Rationale: Decreased renal perfusion, cardiac insufficiency, and fluid shifts may cause decreased urinary output and edema formation.

6. Weigh as indicated. Be alert for acute or sudden weight gain.
Rationale: One liter of fluid retention equals a weight gain of 2.2 lb.

7. Monitor infusion rate of parenteral fluids closely; administer via control device/pump as necessary.
Rationale: Sudden fluid bolus/prolonged excessive administration potentiates volume overload/risk of cardiac decompensation.

8. Maintain semi-Fowler’s position if dyspnea or ascites is present.
Rationale: Gravity improves lung expansion by lowering diaphragm and shifting fluid to lower abdominal cavity.

9. Provide safety precautions as indicated, e.g., use of side rails, bed in low position, frequent observation, soft restraints (if required).
Rationale: Fluid shifts may cause cerebral edema/changes in mentation, especially in the geriatric population. Note: Application of restraints can increase agitation, requiring alternative interventions (e.g., one-on-one monitoring, sedation).
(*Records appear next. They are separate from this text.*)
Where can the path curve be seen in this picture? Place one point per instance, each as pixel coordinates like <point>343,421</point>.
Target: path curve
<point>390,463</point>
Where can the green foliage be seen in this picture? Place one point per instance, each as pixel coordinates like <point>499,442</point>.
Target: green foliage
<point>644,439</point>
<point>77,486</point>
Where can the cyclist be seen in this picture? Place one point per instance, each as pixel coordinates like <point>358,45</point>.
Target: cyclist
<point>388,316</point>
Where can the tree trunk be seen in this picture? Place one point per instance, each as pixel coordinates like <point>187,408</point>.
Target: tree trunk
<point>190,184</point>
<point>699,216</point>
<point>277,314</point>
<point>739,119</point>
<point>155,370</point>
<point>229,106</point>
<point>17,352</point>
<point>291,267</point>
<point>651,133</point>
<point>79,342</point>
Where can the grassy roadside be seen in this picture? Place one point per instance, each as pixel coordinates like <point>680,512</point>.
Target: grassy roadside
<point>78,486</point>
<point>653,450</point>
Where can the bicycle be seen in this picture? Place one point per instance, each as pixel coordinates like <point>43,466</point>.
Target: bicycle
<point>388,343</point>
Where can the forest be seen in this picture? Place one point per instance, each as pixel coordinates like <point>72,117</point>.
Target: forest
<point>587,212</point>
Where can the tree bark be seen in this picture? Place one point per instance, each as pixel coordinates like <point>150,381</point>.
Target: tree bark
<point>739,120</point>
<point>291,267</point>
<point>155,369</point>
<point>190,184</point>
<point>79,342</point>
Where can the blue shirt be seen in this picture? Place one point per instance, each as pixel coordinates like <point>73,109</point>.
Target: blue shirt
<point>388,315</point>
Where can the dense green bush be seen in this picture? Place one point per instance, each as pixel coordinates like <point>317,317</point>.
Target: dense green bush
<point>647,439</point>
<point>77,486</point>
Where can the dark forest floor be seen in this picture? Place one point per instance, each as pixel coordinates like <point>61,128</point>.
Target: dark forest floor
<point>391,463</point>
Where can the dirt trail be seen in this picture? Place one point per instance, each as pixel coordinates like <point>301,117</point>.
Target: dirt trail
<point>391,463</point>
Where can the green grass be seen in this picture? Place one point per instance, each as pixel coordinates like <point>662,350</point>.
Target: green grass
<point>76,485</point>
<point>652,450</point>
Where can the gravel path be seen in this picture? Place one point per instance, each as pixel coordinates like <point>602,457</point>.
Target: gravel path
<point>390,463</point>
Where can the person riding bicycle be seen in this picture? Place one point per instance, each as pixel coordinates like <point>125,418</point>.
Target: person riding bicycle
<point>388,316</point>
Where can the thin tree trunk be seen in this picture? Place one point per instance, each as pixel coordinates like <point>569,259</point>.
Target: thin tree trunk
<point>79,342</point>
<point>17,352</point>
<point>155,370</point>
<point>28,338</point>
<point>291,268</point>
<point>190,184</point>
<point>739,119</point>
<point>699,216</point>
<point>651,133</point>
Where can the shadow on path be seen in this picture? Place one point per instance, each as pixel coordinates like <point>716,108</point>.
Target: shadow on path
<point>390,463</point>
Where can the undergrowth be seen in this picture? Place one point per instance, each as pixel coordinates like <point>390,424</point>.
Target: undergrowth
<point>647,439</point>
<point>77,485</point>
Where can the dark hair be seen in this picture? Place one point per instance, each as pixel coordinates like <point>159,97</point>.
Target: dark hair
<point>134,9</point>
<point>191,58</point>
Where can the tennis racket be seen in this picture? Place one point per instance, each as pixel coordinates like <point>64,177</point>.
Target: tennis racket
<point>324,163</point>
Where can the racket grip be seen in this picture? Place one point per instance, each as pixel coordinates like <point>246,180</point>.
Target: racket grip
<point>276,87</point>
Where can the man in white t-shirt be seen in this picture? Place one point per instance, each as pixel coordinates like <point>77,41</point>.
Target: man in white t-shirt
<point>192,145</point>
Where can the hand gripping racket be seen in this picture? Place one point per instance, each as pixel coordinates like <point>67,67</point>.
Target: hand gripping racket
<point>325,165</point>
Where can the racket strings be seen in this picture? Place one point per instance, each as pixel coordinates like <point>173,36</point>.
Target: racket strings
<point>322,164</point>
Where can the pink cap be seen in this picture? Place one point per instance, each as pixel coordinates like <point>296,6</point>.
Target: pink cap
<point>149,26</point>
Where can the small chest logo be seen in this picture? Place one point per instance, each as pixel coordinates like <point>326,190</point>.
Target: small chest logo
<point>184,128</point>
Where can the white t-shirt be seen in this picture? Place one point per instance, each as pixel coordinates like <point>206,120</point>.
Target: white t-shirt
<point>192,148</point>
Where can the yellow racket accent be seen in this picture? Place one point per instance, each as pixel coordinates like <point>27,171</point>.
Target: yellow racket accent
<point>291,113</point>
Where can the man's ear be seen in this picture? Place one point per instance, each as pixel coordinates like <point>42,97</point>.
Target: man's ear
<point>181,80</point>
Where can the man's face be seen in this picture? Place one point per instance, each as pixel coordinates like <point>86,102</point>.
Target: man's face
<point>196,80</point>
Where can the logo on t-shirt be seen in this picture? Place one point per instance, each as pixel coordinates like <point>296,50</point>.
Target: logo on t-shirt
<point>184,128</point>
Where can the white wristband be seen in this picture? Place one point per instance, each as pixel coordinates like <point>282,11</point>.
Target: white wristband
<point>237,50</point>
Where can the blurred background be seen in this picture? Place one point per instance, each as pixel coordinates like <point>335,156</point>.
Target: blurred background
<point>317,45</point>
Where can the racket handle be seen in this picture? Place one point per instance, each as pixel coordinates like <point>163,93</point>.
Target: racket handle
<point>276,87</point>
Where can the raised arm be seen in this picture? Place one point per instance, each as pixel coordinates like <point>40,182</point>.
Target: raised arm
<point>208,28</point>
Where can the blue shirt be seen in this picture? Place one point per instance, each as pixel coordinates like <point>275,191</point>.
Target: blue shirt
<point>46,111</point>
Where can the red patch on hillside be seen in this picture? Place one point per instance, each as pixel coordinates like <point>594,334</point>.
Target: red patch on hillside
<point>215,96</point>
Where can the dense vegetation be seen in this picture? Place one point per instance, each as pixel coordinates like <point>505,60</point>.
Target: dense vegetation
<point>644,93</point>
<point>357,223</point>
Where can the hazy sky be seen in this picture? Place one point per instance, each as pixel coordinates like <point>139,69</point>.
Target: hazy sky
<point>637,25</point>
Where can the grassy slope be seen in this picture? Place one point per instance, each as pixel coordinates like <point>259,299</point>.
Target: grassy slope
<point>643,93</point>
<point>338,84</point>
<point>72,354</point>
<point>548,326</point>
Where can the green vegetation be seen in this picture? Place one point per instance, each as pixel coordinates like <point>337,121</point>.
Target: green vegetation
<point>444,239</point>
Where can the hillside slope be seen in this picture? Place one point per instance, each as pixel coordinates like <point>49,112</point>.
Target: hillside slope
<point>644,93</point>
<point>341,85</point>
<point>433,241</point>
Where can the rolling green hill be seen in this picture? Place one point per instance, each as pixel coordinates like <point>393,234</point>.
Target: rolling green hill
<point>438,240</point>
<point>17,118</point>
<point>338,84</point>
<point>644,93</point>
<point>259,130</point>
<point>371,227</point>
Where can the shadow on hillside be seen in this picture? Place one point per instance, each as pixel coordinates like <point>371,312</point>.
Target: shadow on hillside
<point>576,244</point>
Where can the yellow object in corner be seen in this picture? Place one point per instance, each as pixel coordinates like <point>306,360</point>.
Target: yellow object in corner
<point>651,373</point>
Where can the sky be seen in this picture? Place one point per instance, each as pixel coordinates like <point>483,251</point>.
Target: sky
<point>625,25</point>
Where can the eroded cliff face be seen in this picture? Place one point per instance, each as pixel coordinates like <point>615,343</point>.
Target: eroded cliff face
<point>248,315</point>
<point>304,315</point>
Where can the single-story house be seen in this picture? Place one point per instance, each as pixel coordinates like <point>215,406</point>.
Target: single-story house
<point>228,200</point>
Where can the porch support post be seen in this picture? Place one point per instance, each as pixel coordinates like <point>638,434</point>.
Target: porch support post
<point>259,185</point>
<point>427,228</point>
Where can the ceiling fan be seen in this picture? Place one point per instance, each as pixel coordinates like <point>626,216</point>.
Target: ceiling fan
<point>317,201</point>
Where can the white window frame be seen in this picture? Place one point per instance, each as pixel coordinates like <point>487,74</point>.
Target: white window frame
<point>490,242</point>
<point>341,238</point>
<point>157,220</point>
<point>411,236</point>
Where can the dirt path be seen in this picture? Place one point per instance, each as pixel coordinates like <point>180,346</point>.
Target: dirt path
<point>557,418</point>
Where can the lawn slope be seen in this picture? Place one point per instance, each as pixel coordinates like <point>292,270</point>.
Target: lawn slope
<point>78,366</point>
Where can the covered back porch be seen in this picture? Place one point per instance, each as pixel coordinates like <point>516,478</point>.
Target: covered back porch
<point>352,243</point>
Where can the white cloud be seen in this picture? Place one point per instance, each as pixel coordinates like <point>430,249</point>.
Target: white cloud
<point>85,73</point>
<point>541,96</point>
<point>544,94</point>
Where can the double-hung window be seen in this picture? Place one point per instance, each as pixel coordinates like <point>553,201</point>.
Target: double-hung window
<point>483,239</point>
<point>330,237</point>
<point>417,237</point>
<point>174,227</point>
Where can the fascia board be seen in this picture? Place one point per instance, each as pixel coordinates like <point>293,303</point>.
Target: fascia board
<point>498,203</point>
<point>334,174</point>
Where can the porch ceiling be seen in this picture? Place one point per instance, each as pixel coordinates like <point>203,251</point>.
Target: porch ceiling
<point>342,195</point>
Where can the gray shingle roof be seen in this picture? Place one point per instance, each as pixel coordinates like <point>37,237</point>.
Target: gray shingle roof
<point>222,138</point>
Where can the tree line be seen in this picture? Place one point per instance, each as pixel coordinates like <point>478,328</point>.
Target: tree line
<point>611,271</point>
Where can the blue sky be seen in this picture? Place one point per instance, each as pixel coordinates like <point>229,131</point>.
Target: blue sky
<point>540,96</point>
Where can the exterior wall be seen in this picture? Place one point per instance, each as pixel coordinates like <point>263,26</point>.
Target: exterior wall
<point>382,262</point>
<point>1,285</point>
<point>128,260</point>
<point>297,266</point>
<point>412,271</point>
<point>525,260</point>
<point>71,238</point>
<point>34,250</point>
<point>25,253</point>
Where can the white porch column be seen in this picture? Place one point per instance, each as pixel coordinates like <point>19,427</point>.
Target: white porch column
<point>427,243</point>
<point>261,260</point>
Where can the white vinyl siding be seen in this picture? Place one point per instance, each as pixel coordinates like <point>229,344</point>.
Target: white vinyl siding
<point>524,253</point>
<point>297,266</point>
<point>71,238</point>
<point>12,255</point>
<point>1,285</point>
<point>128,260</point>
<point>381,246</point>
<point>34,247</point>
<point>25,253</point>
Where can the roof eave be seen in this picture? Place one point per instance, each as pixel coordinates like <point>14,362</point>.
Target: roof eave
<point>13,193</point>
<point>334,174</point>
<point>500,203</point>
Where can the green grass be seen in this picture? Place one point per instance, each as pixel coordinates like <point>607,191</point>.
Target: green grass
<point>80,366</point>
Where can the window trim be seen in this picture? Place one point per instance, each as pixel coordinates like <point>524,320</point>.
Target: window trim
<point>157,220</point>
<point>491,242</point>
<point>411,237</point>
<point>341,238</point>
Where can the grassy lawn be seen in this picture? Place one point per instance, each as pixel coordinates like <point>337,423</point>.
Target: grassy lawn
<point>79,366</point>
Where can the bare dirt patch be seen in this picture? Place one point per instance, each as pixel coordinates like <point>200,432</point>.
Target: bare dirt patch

Use of side rails may place the elderly confused patient at risk for entrapment injury/death.

10. Administer diuretics: loop diuretic, e.g., furosemide (Lasix); thiazide diuretic, e.g., hydrochlorothiazide
(Esidrix); or potassium-sparing diuretic, e.g., spironolactone (Aldactone).
Rationale: To achieve excretion of excess fluid, either a single diuretic (e.g., thiazide) or a combination of agents (e.g., thiazide and spironolactone) may be selected. The combination can be particularly helpful when two drugs have different sites of action, allowing more effective control of fluid excess.